Maikoti is a village situated  from its district headquarters of Rudraprayag, in Rudraprayag district, Uttarakhand, India. Haryali devi temple is a notable religious site located in maikoti village. Along with the religious places it its well known for its natural beauty. Natural resources  and traditional lifestyle is the beauty of this village. Maikoti has higher literacy rate compared to the uttrakhand . As per government official in 2011 the literacy rate of Maikoti village was 84.19%. As per constitution of India and Panchyati Raaj Act, Maikoti village is administrated by Sarpanch (Head of Village) who is elected representative of village. Maikoti village, located in the Rudraprayag district of Uttarakhand, is a hidden gem that boasts of breathtaking natural beauty and rich cultural heritage. The village is surrounded by lush green forests and snow-capped mountains, making it a perfect destination for nature lovers and adventure enthusiasts.

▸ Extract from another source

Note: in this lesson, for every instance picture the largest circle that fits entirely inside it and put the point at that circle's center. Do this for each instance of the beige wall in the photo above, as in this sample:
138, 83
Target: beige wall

Maikoti village is a traditional village that is well known for its simple way of life and traditional customs. The villagers here still follow the age-old traditions and celebrate various festivals with great zeal and enthusiasm. The village is also famous for its unique architecture, which reflects the culture and traditions of the region. The houses in the village are built using locally available materials like stone and wood, and are designed in such a way that they blend in perfectly with the natural surroundings.

Tourist Spots 
From the point of view of tourists, it is worth it to visit here and its beauty never disappoint you . The village is situated on the way to Kartik-swami .The village have padmavati temple, Haryali devi temple and much more eye catching beauty. while visiting here one can feel the peace and can see the eye-catching beauty. Also the place not yet reached to the tourist but one can visit here while travelling to kedarnath beacause it is on the way to kedarnath dham.In conclusion, Maikoti village is a perfect destination for those who are looking to escape the hustle and bustle of city life and experience the beauty and serenity of nature. The village offers a unique blend of traditional culture, natural beauty, and adventure activities, making it a must-visit destination for all.

One of the most popular attractions in Maikoti village is the ancient temple of Goddess Durga, known as the Haryali devi Temple. This temple is considered to be one of the most sacred and important places of worship in the region and attracts a large number of devotees and tourists every year. The temple is surrounded by beautiful gardens and is a perfect place to meditate and soak in the peaceful atmosphere.